Introduction to DeepLabCut

Introduction to DeepLabCut

What is DeepLabCut

DeepLabCut is an open source toolbox for markerless pose estimation based on transfer learning with deep neural networks (Mathis et al., 2018). It uses algorithms from DeeperCut, and an extremely deep neural network pretrained on a dataset for object detection (ImageNet). DeepLabCut was originally developed for animal pose estimation, which does not exclude humans, see Namba et al. (2021), and can also be used to track inanimate objects.

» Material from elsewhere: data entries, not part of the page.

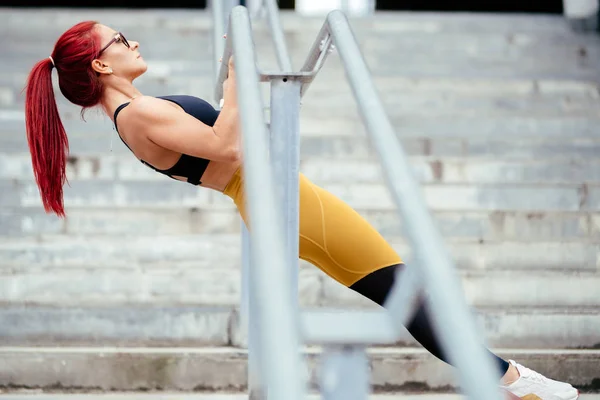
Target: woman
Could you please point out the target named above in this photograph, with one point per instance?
(185, 138)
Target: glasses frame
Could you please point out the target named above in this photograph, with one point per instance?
(118, 37)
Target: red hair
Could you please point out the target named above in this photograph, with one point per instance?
(48, 144)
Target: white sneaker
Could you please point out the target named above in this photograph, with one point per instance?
(534, 386)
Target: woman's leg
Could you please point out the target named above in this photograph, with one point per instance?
(336, 239)
(339, 241)
(377, 285)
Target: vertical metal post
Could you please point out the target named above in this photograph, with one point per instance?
(345, 373)
(285, 161)
(283, 57)
(280, 363)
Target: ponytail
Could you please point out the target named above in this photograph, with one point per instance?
(48, 144)
(46, 136)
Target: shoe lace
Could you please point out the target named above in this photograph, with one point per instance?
(535, 376)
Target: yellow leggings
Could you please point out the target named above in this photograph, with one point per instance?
(333, 236)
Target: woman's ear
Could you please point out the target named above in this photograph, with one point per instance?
(100, 67)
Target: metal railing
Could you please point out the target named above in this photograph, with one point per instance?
(271, 184)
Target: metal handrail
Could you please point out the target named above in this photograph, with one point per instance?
(437, 274)
(279, 359)
(453, 323)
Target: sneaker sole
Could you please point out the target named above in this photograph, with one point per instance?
(534, 397)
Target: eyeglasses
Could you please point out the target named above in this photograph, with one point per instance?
(119, 37)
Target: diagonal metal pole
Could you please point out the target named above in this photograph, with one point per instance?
(454, 325)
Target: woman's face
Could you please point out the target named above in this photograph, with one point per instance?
(119, 55)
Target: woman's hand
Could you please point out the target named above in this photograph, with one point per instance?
(229, 88)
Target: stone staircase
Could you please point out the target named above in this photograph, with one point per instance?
(138, 288)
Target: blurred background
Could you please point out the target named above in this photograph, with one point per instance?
(137, 290)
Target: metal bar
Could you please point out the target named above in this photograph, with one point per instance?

  • What exactly is a toolbox?

While most of us will probably be most comfortable with end user software with shiny graphical user interfaces, most of the work runs in background processes. Programs or apps are usually compiled (i.e., translated from code to computer instructions) and depend on the operating system. Alternatively, and specifically for open source, software can be distributed as a loose set of instructions, functions of packages. This is more flexible but requires some programming skills or basic software development experience by the user.

A toolbox then is a set of pre-existing routines for a specific purpose, a compilation of functions but not necessarily a finished piece of software. In python we will differentiate between instructions or commands, functions, classes, modules and packages.

  • What do we mean by markerless?

Markerless tracking refers to the fact that DeepLabCut can be used to track animal behavior from videos of behaving animals without id tags or retro-reflective markers attached or pierced to the body. Thus offering a non-invasive and highly flexible way of tracking motion.

During model training, we will have to decide on specific body parts to track, and these will have to be marked (i.e., labeled), but this is done during post-processing and not during markerless data collection.

Note: There are alternatives to DeepLabCut that work really markerless by analyzing frame-to-frame differences in body shape and calculating motion energy rather than tracking poses.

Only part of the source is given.